Indivíduos com IRA tradicional podem realizar doações qualificadas a instituições de caridade sem que o valor entre na renda tributável. A regra, conhecida como QCD, se torna acessível a partir dos 70 anos e meio, dois anos e meio antes do início das distribuições mínimas obrigatórias (RMDs) aos 73 anos.
A QCD permite que o valor transferido diretamente de um IRA para uma entidade 501(c)(3) seja excluído integralmente da renda bruta ajustada (AGI). Isso difere de um saque padrão, pois o montante não aparece na declaração de imposto de renda como renda ordinária. A estratégia fiscal é reforçada, pois a redução da AGI pode diminuir encargos como surtaxas do Medicare IRMAA e a tributação do Social Security.

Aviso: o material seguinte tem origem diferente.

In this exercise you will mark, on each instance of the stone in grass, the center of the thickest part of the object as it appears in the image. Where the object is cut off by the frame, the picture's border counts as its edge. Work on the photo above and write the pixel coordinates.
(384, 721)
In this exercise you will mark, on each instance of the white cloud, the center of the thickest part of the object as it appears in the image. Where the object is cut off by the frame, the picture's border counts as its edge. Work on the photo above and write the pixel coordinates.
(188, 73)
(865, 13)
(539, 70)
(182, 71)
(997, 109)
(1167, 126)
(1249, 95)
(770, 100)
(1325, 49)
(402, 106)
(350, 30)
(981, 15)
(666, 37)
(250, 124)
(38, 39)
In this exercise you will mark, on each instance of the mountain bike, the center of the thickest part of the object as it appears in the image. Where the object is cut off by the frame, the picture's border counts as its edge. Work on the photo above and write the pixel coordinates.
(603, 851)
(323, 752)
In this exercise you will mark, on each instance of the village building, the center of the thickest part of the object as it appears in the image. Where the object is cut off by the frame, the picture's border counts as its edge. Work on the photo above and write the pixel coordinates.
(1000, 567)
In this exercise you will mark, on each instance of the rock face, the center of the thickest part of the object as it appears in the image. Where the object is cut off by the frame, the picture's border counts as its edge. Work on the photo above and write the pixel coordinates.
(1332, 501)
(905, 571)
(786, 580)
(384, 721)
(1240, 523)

A legislação, contida no Código de Receita Interna, estabelece a elegibilidade para o benefício. O limite anual base é de US$ 100.000, valor que é indexado pela inflação conforme a Lei SECURE 2.0. Para que a doação seja válida, o indivíduo deve ter atingido a idade de 70 anos e meio na data da transferência, e o pagamento deve ser feito diretamente à caridade.
A imprensa alerta para armadilhas na aplicação da QCD. A regra antiabuso impede que contribuições dedutíveis feitas após os 70 anos e meio reduzam o valor da doação isenta. Além disso, a transferência deve ser direta; se o cheque for emitido em nome do indivíduo, a isenção é anulada. A QCD pode, inclusive, satisfazer uma RMD quando esta começar aos 73 anos, desde que realizada antes do saque em dinheiro.